Kelly made the call to close her office’s physical doors in 2021 and fully transition her in-person business into an online community. It was a hard decision, but it was what made sense given the unpredictability of the pandemic. Making the choice lightened her emotional load by no longer having to worry about making rent and made her hopeful about the future. It also helped shape her next venture, The Get Shit Done Club, which was born out of the need to get through the worst of the pandemic. The online club is a paid, members-only group of about 80 that supports the business needs of other entrepreneurs. The club opens up three times a year to new members and the initiative is now Kelly’s main source of income. “It was a very scrappy thing at first and it’s just been evolving ever since,” she says.
Sheung has also evolved how she engages with her clients—something she says has helped her combat feeling adrift after her sales took a hit, particularly to her jewellery line which had previously been her biggest revenue driver. “I felt completely lost,” she says. “We were definitely non-essential, so how do you even engage your customer?”
Although she dealt with lost sales and making hard decisions, like laying off retail staff during lockdowns, she found that her answer to riding out the worst of the pandemic was reaching out to those around her. “What I needed to feel hopeful was to bring the community together,” she says.
So she set up a “Say Thanks to Frontline Workers” movement that saw the store make good use of the artist-made cards they sell, and encouraged customers to buy them for essential workers. Labour of Love would write out the messages by hand and pay the postage to send the cards to hospitals around the country.
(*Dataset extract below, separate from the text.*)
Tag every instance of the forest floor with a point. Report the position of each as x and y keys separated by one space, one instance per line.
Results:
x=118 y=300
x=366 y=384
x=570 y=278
The exercise not only proved good for customer engagement, but it also lifted spirits at a crucial time. “It turned into something really joyful,” Sheung says.
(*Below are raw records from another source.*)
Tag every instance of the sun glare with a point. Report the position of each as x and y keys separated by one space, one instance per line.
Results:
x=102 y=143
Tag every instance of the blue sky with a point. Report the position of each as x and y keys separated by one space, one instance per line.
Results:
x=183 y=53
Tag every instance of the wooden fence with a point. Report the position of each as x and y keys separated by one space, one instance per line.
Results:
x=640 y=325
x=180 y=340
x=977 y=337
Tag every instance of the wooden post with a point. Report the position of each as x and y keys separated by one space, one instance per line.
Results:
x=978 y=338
The second lockdown inspired another community-minded project: Sheung kicked off “Together Even When We’re Apart,” an art initiative of resilience featuring 11 Toronto artists. “We were plastering gigantic, billboard-sized art pieces throughout the city, covering abandoned buildings,” she says. She also sold prints of the works in her store, both in-person and online, with all proceeds going to the artists themselves. Turning to her community and lifting others up helped her feel hopeful instead of worried over lost sales. “And we’re still here,” she says.
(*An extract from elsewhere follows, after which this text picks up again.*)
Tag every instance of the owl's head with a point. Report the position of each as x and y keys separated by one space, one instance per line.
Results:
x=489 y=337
Although the pandemic highlighted the need for small business owners to prioritize their mental health, the issue has been escalating for some time. A 2019 study by the Canadian Mental Health Association (CMHA) found that entrepreneurs were struggling mentally a year before COVID-19 hit: Sixty-two per cent were depressed at least once a week, with nearly half saying their mental health issues interfered with their ability to work. Women entrepreneurs and those with smaller enterprises that had fewer employees and less revenue also experienced more mental health issues than those in more lucrative positions. What’s more, one-third of the study’s participants reported that stigma and reputation-related concerns prevented them from accessing support.
In other words, regardless of the stress brought on by the pandemic—making rent, retaining employees, pivoting to new business models—many business owners were in need of reassessing their situations long before it happened.
Prioritizing mental wellness includes maintaining physical health for both Kelly and Sheung. “I have no benefits, so I can’t do therapy,” Kelly says. “But regular journalling really helps me and I go to the gym three times a week.” Sheung also finds solace in exercise—she runs and goes to the gym—and meditates regularly.
While the pandemic pushed small business owners to assess what was and wasn’t immediately working in their lives and careers, long-term cultural change will take dedication. “My hope is that we’ve learned a thing or two from the pandemic and the spotlight it has put on mental health,” Vermunt says. “There’s no easy way to change the culture of work, but we can do better.”